The elasticsearch guide says you can manually refresh the index, but says not to do it in production.
...don’t do a manual refresh every time you index a document in production; it will hurt your performance. Instead, your application needs to be aware of the near real-time nature of Elasticsearch and make allowances for it.
I'm wondering how other people get around this? I wish there was an event or something I could listen for that would tell me when the document was available for search but there doesn't appear to be anything like that. Simply waiting for 1-second is plausible but it seems like a bad idea because it presumably could take much less time than that.
Thanks!
Even though you can force ES to refresh itself, you've correctly noticed that it might hurt performance. One solution around this and what people often do (myself included) is to give an illusion of real-time. In the end, it's merely a UX challenge and not really a technical limitation.
When redirecting to the list of users, you could artificially include the new record that you've just created into the list of users as if that record had been returned by ES itself. Nothing prevents you from doing that. And by the time you decide to refresh the page, the new user record would be correctly returned by ES and no one cares where that record is coming from, all the user cares about at that moment is that he wants to see the new record that he's just created, simply because we're used to think sequentially.
Another way to achieve this is by reloading an empty user list skeleton and then via Ajax or some other asynchronous way, retrieve the list of users and display it.
Yet another way is to provide a visual hint/clue on the UI that something is happening in the background and that an update is to be expected very shortly.
In the end, it all boils down to not surprise users but to give them enough clues as to what has happened, what is happening and what they should still expect to happen.
UPDATE:
Just for completeness' sake, this answer predates ES5, which introduced a way to make sure that the indexing call would not return until the document is either visible when searching the index or return an error code.
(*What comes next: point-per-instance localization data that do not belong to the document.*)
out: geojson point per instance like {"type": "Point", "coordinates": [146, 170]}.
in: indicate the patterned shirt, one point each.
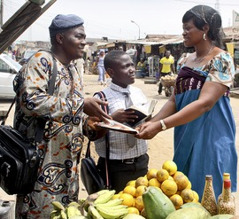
{"type": "Point", "coordinates": [58, 177]}
{"type": "Point", "coordinates": [119, 147]}
{"type": "Point", "coordinates": [219, 69]}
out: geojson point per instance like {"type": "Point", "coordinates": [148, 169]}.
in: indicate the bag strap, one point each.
{"type": "Point", "coordinates": [41, 122]}
{"type": "Point", "coordinates": [51, 85]}
{"type": "Point", "coordinates": [106, 109]}
{"type": "Point", "coordinates": [5, 117]}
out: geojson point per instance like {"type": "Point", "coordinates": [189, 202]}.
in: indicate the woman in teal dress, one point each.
{"type": "Point", "coordinates": [199, 109]}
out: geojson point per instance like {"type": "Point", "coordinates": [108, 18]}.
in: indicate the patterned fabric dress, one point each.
{"type": "Point", "coordinates": [207, 144]}
{"type": "Point", "coordinates": [60, 150]}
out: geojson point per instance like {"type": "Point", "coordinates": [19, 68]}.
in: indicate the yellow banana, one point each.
{"type": "Point", "coordinates": [113, 202]}
{"type": "Point", "coordinates": [54, 214]}
{"type": "Point", "coordinates": [102, 191]}
{"type": "Point", "coordinates": [92, 211]}
{"type": "Point", "coordinates": [105, 197]}
{"type": "Point", "coordinates": [63, 214]}
{"type": "Point", "coordinates": [109, 213]}
{"type": "Point", "coordinates": [75, 204]}
{"type": "Point", "coordinates": [57, 205]}
{"type": "Point", "coordinates": [72, 211]}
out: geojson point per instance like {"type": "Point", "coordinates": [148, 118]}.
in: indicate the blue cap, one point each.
{"type": "Point", "coordinates": [64, 22]}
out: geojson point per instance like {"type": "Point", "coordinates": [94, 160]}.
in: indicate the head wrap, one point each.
{"type": "Point", "coordinates": [62, 23]}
By using ?refresh=wait_for when indexing your data you can be certain that when ES responds, the new data will be indexed.
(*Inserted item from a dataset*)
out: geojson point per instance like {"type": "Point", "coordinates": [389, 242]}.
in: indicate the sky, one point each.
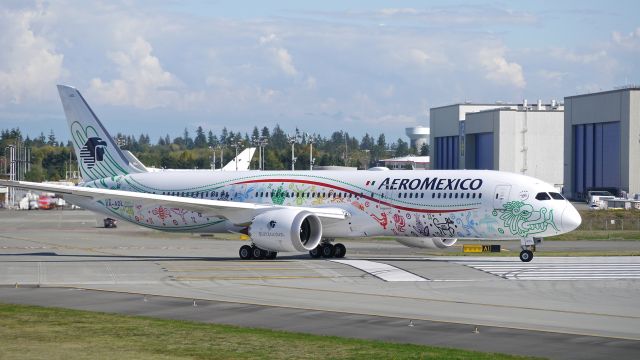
{"type": "Point", "coordinates": [158, 67]}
Elasticsearch 5 has an option to block an indexing request until the next refresh ocurred:
?refresh=wait_for
See: https://www.elastic.co/guide/en/elasticsearch/reference/5.0/docs-refresh.html#docs-refresh
Here is a fragment of code which is what I did in my Angular application to cope with this. In the component:
async doNewEntrySave() {
try {
const resp = await this.client.createRequest(this.doc).toPromise();
this.modeRefreshDelay = true;
setTimeout(() => {
this.modeRefreshDelay = false;
this.refreshPage();
}, 2500);
} catch (err) {
this.error.postError(err);
}
}
In the template:
<div *ngIf="modeRefreshDelay">
<h2>Waiting for update ...</h2>
</div>
I understand this is a quick-and-dirty solution but it illustrates how the user experience should work. Obviously it breaks if the real-world latency turns out to be more than 2.5 seconds. A fancier version would loop until the new record showed up in the page delay (with a limit of course).
Unless you completely redesign ElasticSearch you will always have some latency between the successful index operation and the time when that document shows up in search results.
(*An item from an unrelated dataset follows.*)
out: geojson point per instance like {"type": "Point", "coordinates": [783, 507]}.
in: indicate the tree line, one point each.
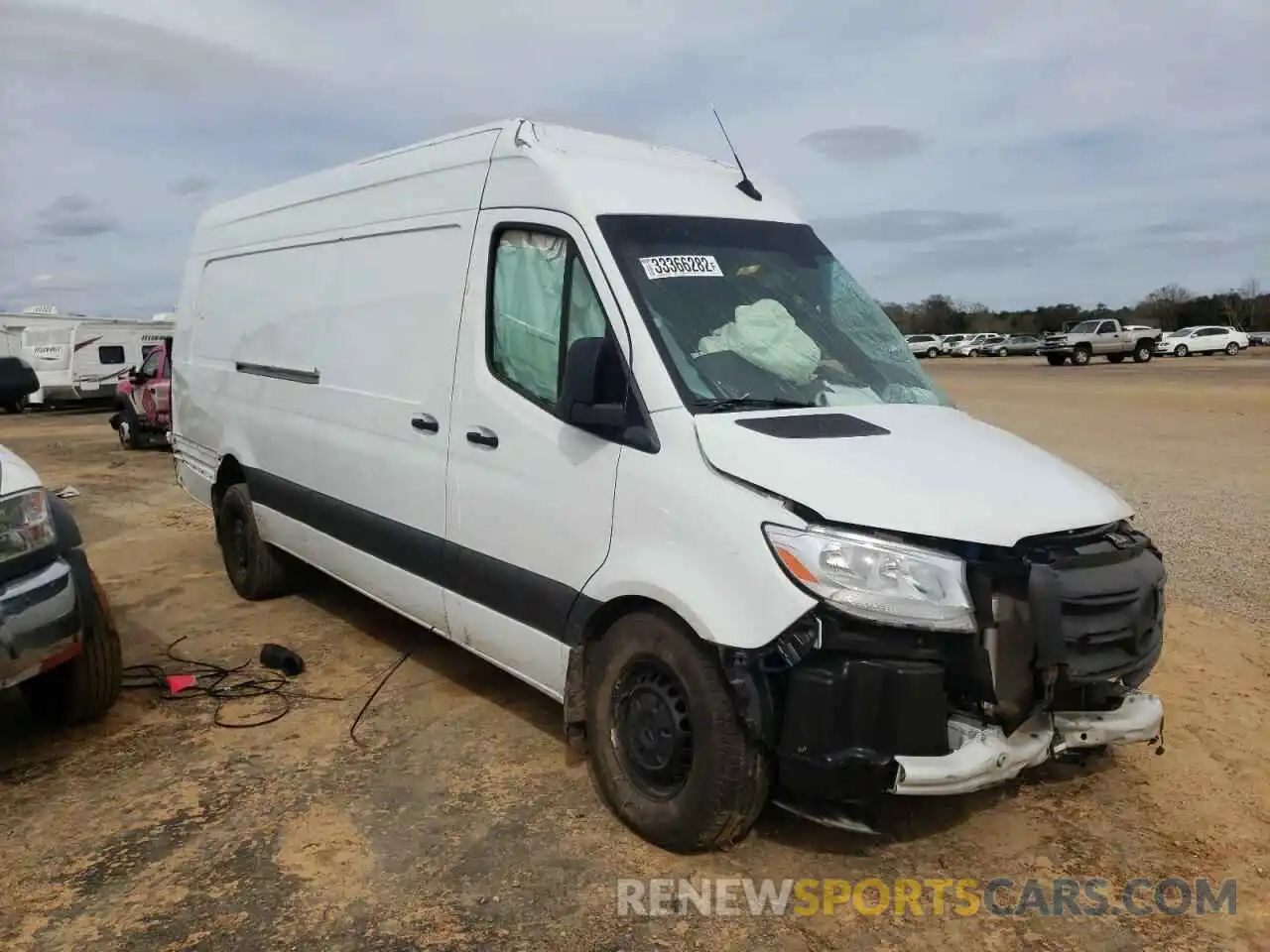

Data should be available immediately after indexing is complete. Couple of general questions:
Have you checked CPU and RAM to determine whether you are taxing your ES cluster? If so, you may need to beef up your hardware config to account for it. ES loves RAM!
Are you using NAS (network-attached-storage) or virtualized storage like EBS? Elastic recommends not doing so because of the latency. If you can use DAS (direct-attached) and SSD, you'll be in much, much better shape.
To give you an AWS example, moving from m4.xlarge instances to r3.xlarge made HUGE performance improvements for us.